(13.11.2024). Menschen besuchen Gottesdienste. Sie erleben sie gemeinsam und doch erinnert sich jeder anderes daran. Und die Predigt? Eine Störung, die irritieren kann und vielleicht gerade deshalb gut evangelisch ist – gerade am Reformationstag. Dass Gottesdienste darüber hinaus Zufluchtsorte für die Seele sein können, um Kraft und Hoffnung für den Alltag zu tanken, davon sprach Prof. Dr. Kristian Fechtner im Reformationsgottesdienst am 31. Oktober in der Oppenheimer Katharinenkirche. Von der Kanzel in St. Katharinen predigte er zum Thema „Gottesdienst. Gut für die Seele“.
Predigt als Störung
Predigt als Störung - ein Gedanke, den Fechtner, Universitätsprofessor für Praktische Theologie an der Johannes Gutenberg-Universität in Mainz, auf den Schriftsteller Hanns-Josef Ortheil zurückführt. In einem autobiographischen Roman erinnert sich Ortheil an die großen, festlichen Gottesdienste seiner Kindheit, die ihn wohl tief geprägt haben. Doch Gottesdienste können mehr sein. Schon Martin Luther hat 1544 bei der Einweihung der Schlosskirche in Torgau darüber gepredigt, warum Menschen Gottesdienst feiern. Damals wie heute kommen sie zusammen, um zu singen, zu beten und Gottes Wort zu hören. Mehr noch, so Pfarrer Olliver Zobel, Dekan des Evangelischen Dekanats Ingelheim-Oppenheim, in seiner Begrüßung zu Beginn des Reformationsgottesdienstes: „Gottesdienste können Menschen durch Worte und Musik tief in ihrer Seele berühren und sie mit neuer Hoffnung in die Woche begleiten.“
Prof. Fechtner griff den Gedanken von Stärke und Hoffnung in seiner Predigt auf: „Wir leben in Zeiten, die uns sehr fordern, auch ängstigen.“ Ob in der Gemeinschaft oder ein jeder für sich: Es sei gar nicht so einfach, von den Gedanken abzuschalten - ein Blick in die aktuellen Nachrichten genüge, um zu erkennen: es sind herausfordernde Zeiten, denn gerade passiere so viel in der Welt. Aber das Lebensgefühl zur Zeit der Reformation vor 500 Jahren sei kaum anders gewesen. „Umso wichtiger ist es, damals wie heute“, appellierte Fechtner, „Orte zu finden, in denen ich nichts leisten muss.“
Schutz- und Schonraum für die Seele
Das Reformationslied „Eine feste Burg ist unser Gott“ geht auf Martin Luther zurück, für den die Burg der Inbegriff eines geschützten Ortes gewesen sei. Für Kristian Fechtner ist es auch ein Sehnsuchtslied, das im gemeinsamen Singen von Zuversicht, Stärke und Schutz die Hoffnung trägt auf das, was noch nicht ist: auf das Schweigen der Waffen, auf das Ende der Gewalt in vielen Teilen der Welt. So hat neben dem Wort auch die Musik ihren festen Platz im Gottesdienst. Ob Marcel Dupré, Felix Mendelssohn Bartholdy oder Heinrich Schütz - in der Katharinenkirche wurden Teile ihrer Werke von der Kantorei St. Katharinen und den Bläserinnen und Bläsern aus den Dekanaten der Propstei Rheinhessen und Nassauer Land unter der Leitung von Propsteikantor Ralf Bibiella großartig dargeboten. An der Woehl-Orgel ließ Dr. Katrin Bibiella die „Königin der Instrumente“ erklingen. Mit ihrem Klangreichtum erfüllte sie den Kirchenraum und verband die Menschen im gemeinsamen Gesang.

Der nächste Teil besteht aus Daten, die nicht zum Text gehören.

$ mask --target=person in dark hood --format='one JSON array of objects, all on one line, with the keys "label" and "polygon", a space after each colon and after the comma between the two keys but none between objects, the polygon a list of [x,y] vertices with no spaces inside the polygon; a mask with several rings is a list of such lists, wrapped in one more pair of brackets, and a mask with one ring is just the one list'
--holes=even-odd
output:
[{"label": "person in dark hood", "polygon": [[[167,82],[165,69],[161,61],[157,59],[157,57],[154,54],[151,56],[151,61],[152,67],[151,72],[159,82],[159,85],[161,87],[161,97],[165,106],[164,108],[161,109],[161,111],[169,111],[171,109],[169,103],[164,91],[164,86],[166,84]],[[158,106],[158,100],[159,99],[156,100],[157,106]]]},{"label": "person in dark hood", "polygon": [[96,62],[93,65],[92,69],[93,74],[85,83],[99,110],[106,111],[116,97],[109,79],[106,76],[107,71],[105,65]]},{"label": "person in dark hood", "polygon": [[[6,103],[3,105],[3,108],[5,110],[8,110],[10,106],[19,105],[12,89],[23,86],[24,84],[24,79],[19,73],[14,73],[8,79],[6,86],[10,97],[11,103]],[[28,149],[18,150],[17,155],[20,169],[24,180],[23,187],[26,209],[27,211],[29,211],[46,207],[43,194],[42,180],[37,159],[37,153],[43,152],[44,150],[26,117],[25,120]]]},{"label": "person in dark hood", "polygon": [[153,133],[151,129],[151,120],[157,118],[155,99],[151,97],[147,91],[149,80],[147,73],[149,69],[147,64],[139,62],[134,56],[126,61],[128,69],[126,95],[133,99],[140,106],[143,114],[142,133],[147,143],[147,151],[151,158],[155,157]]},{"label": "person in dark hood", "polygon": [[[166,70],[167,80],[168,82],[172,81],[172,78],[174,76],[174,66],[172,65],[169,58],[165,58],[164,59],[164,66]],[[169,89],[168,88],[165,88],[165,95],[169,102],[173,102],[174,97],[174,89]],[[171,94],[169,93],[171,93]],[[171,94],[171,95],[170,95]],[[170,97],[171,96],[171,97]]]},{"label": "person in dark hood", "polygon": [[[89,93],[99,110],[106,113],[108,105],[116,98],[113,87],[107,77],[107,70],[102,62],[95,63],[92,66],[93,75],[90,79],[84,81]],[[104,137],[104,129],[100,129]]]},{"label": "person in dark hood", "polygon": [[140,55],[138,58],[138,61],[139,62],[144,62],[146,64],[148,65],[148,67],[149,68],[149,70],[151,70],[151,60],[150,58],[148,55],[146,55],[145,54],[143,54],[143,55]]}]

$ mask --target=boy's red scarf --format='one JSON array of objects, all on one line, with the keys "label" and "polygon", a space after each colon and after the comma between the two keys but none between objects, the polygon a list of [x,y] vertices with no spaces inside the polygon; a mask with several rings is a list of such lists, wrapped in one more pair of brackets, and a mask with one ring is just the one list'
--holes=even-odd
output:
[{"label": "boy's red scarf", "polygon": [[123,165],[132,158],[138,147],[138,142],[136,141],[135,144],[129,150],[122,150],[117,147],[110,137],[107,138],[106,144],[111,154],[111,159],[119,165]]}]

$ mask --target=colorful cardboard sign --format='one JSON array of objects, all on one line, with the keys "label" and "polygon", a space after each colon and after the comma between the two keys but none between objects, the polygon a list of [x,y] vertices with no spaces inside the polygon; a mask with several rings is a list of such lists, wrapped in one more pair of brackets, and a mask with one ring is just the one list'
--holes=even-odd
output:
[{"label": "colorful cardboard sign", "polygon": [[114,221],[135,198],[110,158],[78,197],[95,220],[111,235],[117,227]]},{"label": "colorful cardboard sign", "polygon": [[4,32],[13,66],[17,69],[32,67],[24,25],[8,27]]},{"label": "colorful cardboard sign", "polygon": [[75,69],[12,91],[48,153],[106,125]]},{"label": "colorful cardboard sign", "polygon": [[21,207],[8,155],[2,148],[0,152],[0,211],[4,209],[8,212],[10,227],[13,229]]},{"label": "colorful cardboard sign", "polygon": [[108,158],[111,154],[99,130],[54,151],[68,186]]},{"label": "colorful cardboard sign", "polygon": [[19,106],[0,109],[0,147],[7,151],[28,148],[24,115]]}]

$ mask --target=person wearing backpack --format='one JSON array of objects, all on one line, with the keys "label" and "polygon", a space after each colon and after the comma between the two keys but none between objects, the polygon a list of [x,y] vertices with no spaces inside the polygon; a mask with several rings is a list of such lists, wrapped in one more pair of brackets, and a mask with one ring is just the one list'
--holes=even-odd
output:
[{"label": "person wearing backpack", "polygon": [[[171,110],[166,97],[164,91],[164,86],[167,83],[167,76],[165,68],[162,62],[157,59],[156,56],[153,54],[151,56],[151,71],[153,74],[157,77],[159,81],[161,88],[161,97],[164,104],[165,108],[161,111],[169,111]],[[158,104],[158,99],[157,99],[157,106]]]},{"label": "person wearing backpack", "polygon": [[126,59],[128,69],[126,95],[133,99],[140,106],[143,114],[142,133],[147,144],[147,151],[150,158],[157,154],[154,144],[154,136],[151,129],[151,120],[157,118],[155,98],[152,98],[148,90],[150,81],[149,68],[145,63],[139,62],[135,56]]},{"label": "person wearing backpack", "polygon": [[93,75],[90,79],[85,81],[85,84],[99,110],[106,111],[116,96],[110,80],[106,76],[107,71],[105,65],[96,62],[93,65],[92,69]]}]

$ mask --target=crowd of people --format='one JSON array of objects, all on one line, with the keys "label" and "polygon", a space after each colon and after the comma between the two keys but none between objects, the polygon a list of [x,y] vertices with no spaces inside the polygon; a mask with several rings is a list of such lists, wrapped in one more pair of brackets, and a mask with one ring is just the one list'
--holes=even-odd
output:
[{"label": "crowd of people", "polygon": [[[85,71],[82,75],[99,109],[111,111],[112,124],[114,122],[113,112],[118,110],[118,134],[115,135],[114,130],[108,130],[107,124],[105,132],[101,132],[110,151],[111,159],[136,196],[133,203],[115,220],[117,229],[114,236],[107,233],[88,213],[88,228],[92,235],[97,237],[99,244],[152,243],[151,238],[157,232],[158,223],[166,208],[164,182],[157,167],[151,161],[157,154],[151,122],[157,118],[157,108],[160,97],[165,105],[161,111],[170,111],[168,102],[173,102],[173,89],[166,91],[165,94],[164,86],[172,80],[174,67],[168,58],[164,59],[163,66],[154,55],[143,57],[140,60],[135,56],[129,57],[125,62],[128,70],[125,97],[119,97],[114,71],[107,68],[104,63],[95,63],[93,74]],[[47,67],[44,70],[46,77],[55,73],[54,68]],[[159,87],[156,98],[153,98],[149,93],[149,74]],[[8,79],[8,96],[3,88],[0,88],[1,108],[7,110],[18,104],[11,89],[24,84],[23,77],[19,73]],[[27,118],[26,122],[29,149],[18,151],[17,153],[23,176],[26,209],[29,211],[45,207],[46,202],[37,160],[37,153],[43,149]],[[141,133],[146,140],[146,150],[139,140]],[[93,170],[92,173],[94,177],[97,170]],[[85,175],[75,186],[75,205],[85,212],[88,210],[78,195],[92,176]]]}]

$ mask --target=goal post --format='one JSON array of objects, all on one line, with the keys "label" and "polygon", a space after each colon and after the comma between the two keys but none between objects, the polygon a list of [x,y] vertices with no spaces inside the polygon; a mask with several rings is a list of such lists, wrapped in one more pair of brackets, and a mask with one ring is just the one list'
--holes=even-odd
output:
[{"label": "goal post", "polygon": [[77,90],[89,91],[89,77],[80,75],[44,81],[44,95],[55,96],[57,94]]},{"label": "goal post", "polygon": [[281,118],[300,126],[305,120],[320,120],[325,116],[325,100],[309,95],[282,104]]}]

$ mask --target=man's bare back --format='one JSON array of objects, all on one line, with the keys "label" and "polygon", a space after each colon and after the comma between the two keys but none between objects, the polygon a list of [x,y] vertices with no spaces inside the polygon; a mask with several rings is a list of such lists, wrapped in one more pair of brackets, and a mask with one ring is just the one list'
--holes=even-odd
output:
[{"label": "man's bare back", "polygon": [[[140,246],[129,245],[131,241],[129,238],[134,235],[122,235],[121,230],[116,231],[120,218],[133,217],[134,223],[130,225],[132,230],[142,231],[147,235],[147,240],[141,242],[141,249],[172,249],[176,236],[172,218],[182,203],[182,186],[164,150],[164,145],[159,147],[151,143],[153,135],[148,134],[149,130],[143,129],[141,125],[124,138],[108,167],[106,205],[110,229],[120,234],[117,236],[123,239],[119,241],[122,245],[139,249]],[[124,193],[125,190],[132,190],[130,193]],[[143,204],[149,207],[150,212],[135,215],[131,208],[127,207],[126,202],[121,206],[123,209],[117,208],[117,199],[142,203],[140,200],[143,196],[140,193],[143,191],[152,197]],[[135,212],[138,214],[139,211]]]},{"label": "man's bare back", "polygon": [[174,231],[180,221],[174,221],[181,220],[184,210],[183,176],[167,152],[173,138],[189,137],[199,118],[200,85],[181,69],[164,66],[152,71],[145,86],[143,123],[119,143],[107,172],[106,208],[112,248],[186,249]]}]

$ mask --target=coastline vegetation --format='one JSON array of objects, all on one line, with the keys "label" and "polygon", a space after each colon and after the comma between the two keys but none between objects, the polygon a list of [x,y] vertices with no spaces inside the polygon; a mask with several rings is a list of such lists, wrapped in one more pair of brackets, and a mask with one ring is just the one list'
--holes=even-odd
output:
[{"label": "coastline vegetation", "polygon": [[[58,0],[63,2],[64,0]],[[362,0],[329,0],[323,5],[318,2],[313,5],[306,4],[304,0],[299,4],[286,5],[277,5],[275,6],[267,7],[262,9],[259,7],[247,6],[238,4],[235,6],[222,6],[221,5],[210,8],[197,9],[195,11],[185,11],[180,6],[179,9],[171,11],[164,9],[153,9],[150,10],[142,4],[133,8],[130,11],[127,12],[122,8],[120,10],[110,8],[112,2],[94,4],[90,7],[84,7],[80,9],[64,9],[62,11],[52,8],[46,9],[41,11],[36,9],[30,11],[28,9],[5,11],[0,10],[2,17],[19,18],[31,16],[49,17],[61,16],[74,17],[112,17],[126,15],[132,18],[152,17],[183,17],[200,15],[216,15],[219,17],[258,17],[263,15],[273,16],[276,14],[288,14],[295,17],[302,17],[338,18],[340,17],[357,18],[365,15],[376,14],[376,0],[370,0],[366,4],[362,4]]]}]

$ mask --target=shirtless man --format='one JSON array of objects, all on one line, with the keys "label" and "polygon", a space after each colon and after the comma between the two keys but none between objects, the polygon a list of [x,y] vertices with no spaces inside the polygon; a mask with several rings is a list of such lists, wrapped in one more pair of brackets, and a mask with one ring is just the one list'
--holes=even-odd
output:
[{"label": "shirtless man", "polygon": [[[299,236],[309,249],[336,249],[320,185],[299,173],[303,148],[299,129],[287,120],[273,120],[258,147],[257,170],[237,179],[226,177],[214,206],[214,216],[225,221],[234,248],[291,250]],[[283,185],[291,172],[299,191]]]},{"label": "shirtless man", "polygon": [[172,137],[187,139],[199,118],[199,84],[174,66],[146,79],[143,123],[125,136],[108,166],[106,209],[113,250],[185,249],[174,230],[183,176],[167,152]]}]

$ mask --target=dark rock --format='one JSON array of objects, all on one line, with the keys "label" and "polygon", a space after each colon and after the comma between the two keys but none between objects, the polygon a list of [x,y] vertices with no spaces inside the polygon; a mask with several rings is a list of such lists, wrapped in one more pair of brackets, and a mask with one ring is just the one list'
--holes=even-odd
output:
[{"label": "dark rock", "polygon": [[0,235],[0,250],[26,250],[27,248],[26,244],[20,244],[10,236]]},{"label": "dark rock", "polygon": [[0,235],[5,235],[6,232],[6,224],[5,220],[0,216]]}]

„Liebe Gemeinde, Gottesdienste sind gut für die Seele. Sie können den Menschen für einen Moment einen Schutz- und Schonraum bieten, einen Zufluchtsort oder im Sinne der Mystikerin Teresa von Avila eine ‚Seelenburg‘. Ein Ort, um dem Leben mit besonderer Kraft zu begegnen.“ Wo dies geschehe, so Theologe Fechtner am Ende seiner Predigt, werde spürbar, was der Psalm 46 zum Reformationstag verspricht: „Gott ist unsre Zuversicht und Stärke, eine Hilfe in den großen Nöten, die uns getroffen haben.“
Mit einer herzlichen Einladung zu einem Umtrunk und zu Gesprächen im Westchor der Katharinenkirche sowie dem Segen von Pfarrer Eric Bohn endete der diesjährige Reformationsgottesdienst in Oppenheim. Gottesdienst? Gut für die Seele.